Find a formula for $\,g(x)\,=\, \sin\big[\arccos(4x-1)\big]$
without using any trigonometric functions.
Not sure what that means.
Let $\theta \,=\,\arccos(4x-1)$

Then:$\:\cos\theta \:=\:\dfrac{4x-1}{1} \:=\:\dfrac{adj}{hyp}$

$\theta$ is in a right triangle with: $\,adj= 4x-1,\; hyp = 1.$

Pythagorus: $\:\text{(opp)}^2 + \text{(adj)}^2 \;=\; \text{(hyp)}^2$
$\qquad\qquad \text{(opp)}^2 + (4x-1)^2 \;=\;1^2$

And we have: $\: opp = \sqrt{8x-16x^2}$

Therefore: $\:\sin\theta \;=\;\dfrac{opp}{hyp} \;=\;\sqrt{8x-16x^2}$

 
$$\theta = \arccos(4x-1) \implies \cos{\theta} = \frac{4x-1}{1}$$

$$g(x) = \sin{\theta} = \frac{y}{1} = \frac{\sqrt{1^2-(4x-1)^2}}{1} = \sqrt{8x-16x^2}$$
 
As beautiful as it is to draw up a right-angle triangle and apply Pythagoras, in cases like these I prefer to use the Pythagorean Identity, simply because it is quite possible that the angle given is not in the first quadrant, and so the signs may be off...

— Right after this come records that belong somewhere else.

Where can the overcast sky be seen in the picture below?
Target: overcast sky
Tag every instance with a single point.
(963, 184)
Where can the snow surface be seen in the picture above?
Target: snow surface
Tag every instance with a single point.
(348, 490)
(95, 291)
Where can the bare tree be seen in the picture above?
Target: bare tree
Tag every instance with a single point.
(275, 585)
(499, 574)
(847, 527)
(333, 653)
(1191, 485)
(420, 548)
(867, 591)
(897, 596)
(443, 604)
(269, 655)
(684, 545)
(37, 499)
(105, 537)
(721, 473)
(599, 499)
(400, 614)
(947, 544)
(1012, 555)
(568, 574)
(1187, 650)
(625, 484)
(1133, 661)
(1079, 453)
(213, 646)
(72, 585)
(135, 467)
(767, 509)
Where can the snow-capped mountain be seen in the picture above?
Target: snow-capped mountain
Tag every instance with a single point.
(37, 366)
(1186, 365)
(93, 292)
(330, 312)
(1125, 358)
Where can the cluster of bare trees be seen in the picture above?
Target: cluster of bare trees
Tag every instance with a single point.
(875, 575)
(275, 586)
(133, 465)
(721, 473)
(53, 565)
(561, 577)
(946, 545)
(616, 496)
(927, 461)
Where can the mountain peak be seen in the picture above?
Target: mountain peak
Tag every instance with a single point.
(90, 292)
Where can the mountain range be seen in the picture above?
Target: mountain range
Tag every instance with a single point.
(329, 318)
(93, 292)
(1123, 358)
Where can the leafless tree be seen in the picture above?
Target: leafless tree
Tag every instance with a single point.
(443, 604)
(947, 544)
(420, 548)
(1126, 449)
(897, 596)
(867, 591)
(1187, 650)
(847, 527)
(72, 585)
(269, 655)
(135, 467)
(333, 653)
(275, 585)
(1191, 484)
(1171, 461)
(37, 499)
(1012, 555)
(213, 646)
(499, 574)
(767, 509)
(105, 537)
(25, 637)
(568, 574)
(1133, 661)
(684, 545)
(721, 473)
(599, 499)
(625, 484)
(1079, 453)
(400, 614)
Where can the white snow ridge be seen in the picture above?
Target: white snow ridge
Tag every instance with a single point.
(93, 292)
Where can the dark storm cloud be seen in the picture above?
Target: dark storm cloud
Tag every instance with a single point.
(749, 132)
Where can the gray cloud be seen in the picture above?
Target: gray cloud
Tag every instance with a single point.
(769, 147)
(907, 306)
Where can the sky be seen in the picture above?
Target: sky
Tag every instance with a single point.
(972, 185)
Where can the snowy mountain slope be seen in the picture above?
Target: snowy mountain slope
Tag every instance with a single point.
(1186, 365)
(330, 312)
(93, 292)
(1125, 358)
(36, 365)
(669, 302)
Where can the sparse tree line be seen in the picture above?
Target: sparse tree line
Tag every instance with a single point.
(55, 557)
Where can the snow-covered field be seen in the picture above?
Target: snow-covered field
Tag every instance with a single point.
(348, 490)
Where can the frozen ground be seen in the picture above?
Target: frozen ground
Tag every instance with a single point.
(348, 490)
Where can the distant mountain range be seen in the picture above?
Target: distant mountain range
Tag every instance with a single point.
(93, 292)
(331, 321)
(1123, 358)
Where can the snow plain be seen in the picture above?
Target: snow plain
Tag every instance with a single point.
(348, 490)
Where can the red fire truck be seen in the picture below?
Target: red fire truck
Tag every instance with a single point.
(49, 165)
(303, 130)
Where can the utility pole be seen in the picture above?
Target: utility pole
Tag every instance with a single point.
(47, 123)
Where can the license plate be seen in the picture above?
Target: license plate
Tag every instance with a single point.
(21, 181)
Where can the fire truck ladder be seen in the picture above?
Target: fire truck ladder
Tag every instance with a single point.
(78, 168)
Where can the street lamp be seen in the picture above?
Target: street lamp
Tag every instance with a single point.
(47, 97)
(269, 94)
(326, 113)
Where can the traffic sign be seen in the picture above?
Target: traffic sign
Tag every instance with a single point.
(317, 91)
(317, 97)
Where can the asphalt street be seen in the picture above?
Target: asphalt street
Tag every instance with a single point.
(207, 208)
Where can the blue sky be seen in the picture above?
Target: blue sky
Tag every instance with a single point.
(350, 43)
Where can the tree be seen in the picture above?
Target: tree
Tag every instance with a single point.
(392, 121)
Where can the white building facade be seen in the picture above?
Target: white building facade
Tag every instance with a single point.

$\displaystyle \begin{align*} \sin{ \left[ \arccos{ \left( 4x - 1 \right) } \right] } &= \pm \sqrt{ 1 - \left\{ \cos{ \left[ \arccos{ \left( 4x - 1 \right) } \right] } \right\} ^2 } \\ &= \pm \sqrt{ 1 - \left( 4x - 1 \right) ^2 } \\ &= \pm \sqrt{ 1 - \left( 16x^2 - 8x + 1 \right) } \\ &= \pm \sqrt{ 8x - 16x^2 } \end{align*}$
 
Prove It said:
As beautiful as it is to draw up a right-angle triangle and apply Pythagoras, in cases like these I prefer to use the Pythagorean Identity, simply because it is quite possible that the angle given is not in the first quadrant, and so the signs may be off...

$\displaystyle \begin{align*} \sin{ \left[ \arccos{ \left( 4x - 1 \right) } \right] } &= \pm \sqrt{ 1 - \left\{ \cos{ \left[ \arccos{ \left( 4x - 1 \right) } \right] } \right\} ^2 } \\ &= \pm \sqrt{ 1 - \left( 4x - 1 \right) ^2 } \\ &= \pm \sqrt{ 1 - \left( 16x^2 - 8x + 1 \right) } \\ &= \pm \sqrt{ 8x - 16x^2 } \end{align*}$

... and in that case, g(x) would not be a function.